One obvious observation in my garden this season is the susceptibility of 'San Marzano' tomato to blossom-end-rot.  All the fruits harvested so far have the distinguishing ugly black spot on the far end.

Blossom-end-rot is caused by lack of available soil moisture.  It is a common knowledge that blossom end-rot is a calcium deficiency symptom.  But I say that in this area (Zone 9), it is more of water stress damage.  I have noticed that symptoms always show up few days after plants experienced water stress.  The obvious indicators of water stress is wilting.  Such wilting is often unavoidable during periods of hot days, as in 100-108 (F) days that we had last week, when the rate of transpiration is greater than the rate of water uptake.  As the temperatures soar above a certain level, C3 plants like tomatoes will automatically close their stomata to avoid further water loss.  This phenomenon halts transpiration which also halts water absorption by the roots.  Imagine a micro-siphon that starts from the tips of the roots and ending at the stomata on the leave surface - that is the xylem that carries water and nutrients (including calcium) to the different parts of the plant. Nutrient-carrying water passes through this siphon constantly except when there is no water available within the root zone that result in the closing of the outlet (stomata).  In other words, when the plant is wilted, the passage of water has been closed.  No matter how much calcium is in the soil, when  water is not running through the xylem, calcium will be limited in the plant. Calcium is needed in the formation of cell membranes. When the plant is deficient in calcium, the membranes on the furthest end of the fruits break down. Hence, the blackened spot.
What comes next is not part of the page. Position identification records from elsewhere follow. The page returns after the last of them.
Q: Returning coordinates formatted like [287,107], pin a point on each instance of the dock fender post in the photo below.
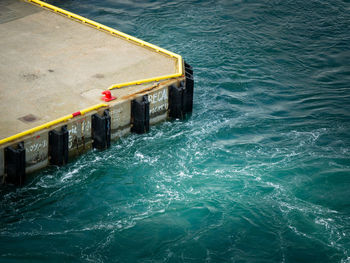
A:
[101,130]
[58,146]
[188,103]
[176,101]
[15,164]
[140,115]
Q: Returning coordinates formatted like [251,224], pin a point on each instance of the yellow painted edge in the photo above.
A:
[51,123]
[120,34]
[118,85]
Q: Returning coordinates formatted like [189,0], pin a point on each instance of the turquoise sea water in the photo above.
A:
[259,173]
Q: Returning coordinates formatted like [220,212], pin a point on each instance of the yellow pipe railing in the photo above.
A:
[127,37]
[51,123]
[113,32]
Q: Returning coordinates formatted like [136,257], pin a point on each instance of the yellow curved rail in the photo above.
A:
[52,123]
[127,37]
[113,32]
Because different varieties respond differently to water stress, they also differ in their susceptibility to blossom end rot.  This season I grew two varieties of tomatoes side by side in the same growing conditions.  While the fruits of 'Pink Brandywine'were all beautiful and blemish-free, the fruits of San Marzano showed blossom-end-rot.  So I might just plant 'Pink Brandywine' in the future.  If I were to grow San Marzano again, I would have to change some of the growing techniques in order to get better fruits:

1.  Mulch.  Not just mulch but thick mulch and compost around the base of the plants.  Refresh mulch in June as the temperature begins to get really hot.
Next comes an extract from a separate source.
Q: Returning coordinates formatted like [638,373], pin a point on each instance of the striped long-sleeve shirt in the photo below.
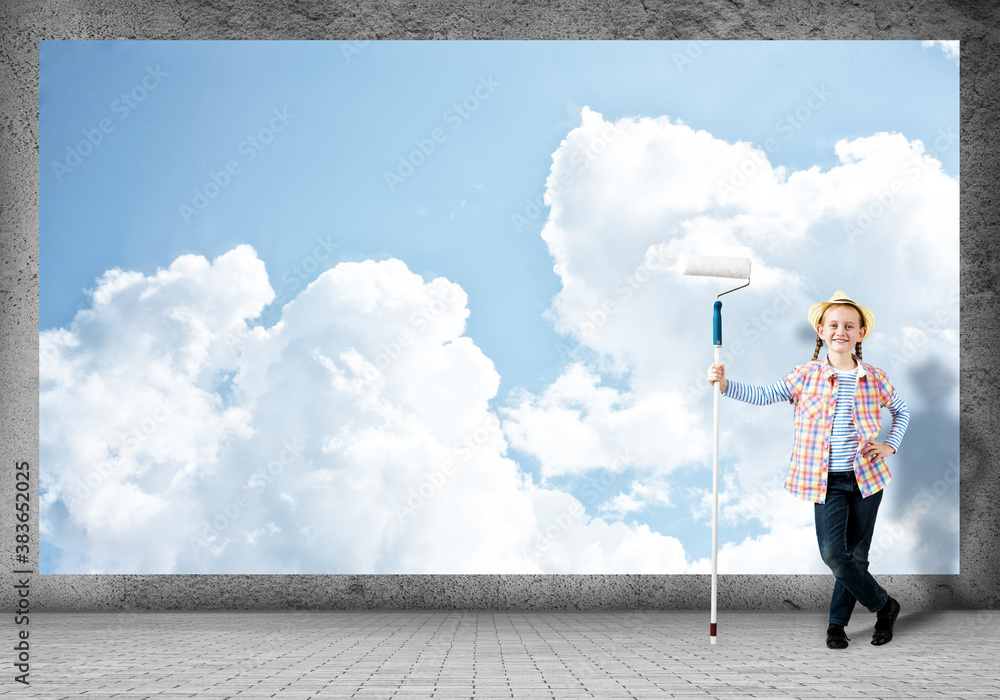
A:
[813,390]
2.  Automatically irrigate.  One day of skipped watering during hot days will cause damage on the fruits.  Increase irrigation time during the month of June all the way to July.

3.  Apply fertilizer only in low doses.  The salts in fertilizers compete with the plants for water.

4.  Choose an area that gets morning sun and afternoon shade for tomatoes.

When choosing tomato varieties, consider their resistance to blossom-end-rot.